A los efectos de estas Condiciones Generales Específicas, se considera accidente a toda lesión corporal producida directa y exclusivamente por causas externas, violentas y fortuitas, ajenas a toda otra causa e independientes de la voluntad del Asegurado quedando exceptuadas las enfermedades e infecciones.
Asimismo, se entenderá por fecha de inicio de la invalidez a la fecha del hecho generador.
Se excluyen expresamente los casos que afectan al Asegurado en forma parcial o temporal.
En las denuncias de invalidez, la Compañía procederá a su reconocimiento de acuerdo con las constancias médicas y demás elementos mencionados en el Artículo 5, siempre que sean razonablemente demostrativos del estado de invalidez total y permanente.
Sin perjuicio de otras causas, la Compañía reconocerá como casos de invalidez total y permanente los siguientes:
a) la pérdida de la vista de ambos ojos de manera total e irrecuperable por tratamiento médico y/o quirúrgico;
b) la amputación o inhabilitación completa de ambas manos o de ambos pies, o de una mano y de un pie, o de una mano y pérdida de la vista de un ojo, o la pérdida de la vista de un ojo y la amputación o inhabilitación completa de un pie;
c) la enajenación mental incurable;
d) la parálisis general.
Artículo 2: Beneficio.
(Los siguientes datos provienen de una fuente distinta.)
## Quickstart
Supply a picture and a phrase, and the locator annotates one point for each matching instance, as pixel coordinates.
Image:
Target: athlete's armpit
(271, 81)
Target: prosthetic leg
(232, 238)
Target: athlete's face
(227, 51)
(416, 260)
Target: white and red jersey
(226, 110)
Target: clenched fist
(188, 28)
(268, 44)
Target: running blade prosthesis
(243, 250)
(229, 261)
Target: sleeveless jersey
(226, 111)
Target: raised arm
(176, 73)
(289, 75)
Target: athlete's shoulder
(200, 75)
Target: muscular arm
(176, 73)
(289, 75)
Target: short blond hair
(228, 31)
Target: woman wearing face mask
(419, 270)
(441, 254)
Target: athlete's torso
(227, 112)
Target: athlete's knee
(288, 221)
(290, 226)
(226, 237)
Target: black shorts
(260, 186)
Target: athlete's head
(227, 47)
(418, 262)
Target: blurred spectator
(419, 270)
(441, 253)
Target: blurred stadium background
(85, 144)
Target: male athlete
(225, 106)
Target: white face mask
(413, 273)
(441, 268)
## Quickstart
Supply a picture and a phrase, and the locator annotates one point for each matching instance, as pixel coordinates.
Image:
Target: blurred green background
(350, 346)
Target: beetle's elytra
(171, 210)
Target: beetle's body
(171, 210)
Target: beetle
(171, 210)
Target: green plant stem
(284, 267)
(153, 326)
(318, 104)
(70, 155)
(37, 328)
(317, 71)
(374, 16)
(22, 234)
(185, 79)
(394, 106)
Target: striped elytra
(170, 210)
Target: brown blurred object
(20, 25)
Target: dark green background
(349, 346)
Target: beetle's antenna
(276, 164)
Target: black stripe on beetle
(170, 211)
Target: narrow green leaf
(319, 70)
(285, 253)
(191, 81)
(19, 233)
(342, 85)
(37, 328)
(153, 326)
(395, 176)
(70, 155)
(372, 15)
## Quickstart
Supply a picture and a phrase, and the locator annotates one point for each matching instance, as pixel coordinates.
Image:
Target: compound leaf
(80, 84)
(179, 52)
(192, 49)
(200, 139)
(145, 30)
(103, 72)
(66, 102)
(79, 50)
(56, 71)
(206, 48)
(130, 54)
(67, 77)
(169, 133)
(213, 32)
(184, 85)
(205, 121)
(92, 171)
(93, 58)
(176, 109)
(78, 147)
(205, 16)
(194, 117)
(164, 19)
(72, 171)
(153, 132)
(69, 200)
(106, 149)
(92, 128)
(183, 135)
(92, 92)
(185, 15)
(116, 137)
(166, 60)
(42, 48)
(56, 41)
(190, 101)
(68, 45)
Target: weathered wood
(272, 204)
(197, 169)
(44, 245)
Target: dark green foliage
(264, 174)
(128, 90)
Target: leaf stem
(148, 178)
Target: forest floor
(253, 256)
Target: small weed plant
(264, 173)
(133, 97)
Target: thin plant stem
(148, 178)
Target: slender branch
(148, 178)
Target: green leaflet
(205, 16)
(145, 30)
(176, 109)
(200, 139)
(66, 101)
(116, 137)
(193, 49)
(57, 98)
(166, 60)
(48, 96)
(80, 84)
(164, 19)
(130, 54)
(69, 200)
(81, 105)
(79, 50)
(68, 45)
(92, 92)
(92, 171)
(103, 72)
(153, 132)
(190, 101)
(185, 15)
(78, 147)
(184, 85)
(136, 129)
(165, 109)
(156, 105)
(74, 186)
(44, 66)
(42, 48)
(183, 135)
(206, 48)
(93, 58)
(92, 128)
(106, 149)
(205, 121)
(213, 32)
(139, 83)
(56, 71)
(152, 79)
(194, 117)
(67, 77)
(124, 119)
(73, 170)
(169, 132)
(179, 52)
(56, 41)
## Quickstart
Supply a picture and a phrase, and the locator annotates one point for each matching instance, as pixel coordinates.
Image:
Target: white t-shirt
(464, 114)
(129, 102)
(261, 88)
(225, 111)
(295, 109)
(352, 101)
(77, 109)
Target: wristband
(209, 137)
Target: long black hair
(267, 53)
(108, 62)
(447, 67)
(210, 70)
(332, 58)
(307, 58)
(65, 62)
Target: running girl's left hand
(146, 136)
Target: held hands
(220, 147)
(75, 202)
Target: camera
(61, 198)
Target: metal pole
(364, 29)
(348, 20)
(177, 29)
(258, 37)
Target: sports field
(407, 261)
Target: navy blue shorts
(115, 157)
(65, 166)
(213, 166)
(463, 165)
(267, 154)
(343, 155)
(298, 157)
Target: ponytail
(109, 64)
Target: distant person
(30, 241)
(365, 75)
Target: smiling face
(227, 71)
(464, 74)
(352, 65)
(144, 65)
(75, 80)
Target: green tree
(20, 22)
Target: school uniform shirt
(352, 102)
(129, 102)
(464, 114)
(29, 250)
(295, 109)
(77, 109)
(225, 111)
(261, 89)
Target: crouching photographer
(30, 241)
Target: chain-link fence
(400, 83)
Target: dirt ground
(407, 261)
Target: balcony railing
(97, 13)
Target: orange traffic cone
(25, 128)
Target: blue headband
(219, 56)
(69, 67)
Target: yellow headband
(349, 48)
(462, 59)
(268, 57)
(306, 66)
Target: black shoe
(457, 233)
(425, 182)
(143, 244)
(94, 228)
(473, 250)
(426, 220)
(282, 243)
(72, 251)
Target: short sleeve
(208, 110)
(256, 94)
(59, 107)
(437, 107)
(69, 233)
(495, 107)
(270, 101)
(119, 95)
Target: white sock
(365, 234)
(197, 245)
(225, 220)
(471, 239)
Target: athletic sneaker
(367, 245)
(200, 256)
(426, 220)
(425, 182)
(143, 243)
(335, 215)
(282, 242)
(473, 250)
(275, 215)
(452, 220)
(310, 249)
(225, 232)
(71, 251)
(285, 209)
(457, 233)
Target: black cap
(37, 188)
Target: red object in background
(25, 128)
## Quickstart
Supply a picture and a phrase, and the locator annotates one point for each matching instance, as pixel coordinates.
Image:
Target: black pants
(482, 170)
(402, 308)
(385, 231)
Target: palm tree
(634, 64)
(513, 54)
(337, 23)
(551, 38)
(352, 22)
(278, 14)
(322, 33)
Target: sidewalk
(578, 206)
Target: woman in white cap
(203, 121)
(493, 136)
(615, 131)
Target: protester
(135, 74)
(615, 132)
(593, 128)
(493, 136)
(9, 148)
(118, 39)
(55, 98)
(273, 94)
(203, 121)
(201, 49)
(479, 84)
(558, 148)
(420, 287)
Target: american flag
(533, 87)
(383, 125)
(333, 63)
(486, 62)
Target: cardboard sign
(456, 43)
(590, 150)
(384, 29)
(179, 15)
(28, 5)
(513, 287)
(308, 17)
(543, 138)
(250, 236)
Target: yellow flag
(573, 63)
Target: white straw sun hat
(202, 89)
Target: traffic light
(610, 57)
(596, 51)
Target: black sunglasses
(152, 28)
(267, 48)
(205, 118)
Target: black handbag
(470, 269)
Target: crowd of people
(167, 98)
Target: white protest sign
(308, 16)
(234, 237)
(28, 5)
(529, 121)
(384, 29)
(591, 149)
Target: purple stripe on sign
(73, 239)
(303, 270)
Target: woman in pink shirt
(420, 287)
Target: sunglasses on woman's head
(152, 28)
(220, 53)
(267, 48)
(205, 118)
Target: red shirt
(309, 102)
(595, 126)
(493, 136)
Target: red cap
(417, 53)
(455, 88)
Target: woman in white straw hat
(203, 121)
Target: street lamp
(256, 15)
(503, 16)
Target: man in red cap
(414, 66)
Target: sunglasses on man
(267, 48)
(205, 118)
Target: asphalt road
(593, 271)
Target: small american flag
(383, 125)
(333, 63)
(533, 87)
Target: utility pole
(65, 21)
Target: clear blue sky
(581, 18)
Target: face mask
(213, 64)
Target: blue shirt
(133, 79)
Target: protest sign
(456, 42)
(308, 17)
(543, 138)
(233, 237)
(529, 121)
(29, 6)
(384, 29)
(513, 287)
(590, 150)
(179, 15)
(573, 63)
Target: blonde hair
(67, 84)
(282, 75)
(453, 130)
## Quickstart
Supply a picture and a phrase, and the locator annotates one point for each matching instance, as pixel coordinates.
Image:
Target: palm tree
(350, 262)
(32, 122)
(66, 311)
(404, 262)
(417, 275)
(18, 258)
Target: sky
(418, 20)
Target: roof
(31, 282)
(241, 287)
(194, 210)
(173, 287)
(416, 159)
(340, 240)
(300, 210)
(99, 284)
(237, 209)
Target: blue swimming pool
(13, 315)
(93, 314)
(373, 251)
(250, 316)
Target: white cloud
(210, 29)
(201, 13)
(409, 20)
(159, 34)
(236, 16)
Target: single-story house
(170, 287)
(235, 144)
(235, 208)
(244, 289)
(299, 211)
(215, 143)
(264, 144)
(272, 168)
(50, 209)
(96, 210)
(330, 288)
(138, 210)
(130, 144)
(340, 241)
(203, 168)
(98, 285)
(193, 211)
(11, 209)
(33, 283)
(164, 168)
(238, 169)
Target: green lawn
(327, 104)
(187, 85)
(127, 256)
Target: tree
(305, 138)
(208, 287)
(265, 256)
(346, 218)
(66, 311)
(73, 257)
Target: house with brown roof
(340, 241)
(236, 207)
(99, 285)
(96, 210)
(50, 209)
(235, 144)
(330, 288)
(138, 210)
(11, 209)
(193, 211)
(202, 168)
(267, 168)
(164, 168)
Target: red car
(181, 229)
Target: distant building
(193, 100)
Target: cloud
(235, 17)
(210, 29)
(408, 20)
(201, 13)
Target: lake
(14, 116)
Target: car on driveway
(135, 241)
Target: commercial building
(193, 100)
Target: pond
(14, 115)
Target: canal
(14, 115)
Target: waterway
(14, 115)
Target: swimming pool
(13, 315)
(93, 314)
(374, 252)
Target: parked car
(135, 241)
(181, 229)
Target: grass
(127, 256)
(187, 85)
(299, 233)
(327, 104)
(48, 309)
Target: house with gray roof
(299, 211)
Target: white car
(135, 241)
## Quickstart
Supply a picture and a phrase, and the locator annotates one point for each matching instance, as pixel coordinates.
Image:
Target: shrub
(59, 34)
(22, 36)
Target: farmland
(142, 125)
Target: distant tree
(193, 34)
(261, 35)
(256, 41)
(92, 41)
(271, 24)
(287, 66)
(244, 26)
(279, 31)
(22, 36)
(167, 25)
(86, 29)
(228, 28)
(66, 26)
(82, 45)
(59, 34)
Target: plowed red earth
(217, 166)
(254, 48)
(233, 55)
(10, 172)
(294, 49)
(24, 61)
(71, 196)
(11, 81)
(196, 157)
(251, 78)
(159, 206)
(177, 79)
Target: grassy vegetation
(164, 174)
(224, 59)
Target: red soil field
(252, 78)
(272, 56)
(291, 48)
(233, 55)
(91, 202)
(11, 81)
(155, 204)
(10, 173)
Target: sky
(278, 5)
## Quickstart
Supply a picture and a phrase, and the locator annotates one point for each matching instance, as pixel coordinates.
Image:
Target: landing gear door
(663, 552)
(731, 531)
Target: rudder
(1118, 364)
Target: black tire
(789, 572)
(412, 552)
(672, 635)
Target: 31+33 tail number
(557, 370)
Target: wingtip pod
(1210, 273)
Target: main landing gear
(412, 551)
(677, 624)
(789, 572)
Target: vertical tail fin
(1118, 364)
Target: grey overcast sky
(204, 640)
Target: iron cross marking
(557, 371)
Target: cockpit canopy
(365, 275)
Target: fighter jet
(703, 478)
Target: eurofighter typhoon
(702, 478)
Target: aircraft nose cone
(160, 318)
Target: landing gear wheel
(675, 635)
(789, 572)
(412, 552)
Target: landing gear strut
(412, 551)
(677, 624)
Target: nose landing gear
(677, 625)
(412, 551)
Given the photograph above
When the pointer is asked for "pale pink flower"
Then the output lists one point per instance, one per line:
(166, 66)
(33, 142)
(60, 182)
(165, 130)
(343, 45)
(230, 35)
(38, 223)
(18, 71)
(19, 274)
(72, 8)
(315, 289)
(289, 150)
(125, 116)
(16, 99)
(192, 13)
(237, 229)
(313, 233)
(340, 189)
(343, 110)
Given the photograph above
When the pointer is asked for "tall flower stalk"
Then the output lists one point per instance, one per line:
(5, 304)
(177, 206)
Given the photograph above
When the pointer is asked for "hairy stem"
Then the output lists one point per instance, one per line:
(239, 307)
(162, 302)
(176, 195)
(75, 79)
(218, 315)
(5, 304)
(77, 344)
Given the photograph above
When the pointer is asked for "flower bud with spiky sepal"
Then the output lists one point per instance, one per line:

Pago del Beneficio.
Una vez recibida la documentación probatoria detallada en el Artículo 5, y luego de comprobada la invalidez del Asegurado, en función de lo estipulado en el Artículo 6, la Compañía acuerda abonar al Asegurado, dentro del plazo de 15 días, el Capital Asegurado por Fallecimiento cuyo importe figura en las Condiciones Particulares. Comprobada la invalidez del Asegurado, se devolverán las primas abonadas por el Asegurado, durante el período transcurrido entre la denuncia del siniestro y la aprobación del mismo por parte de la Compañía.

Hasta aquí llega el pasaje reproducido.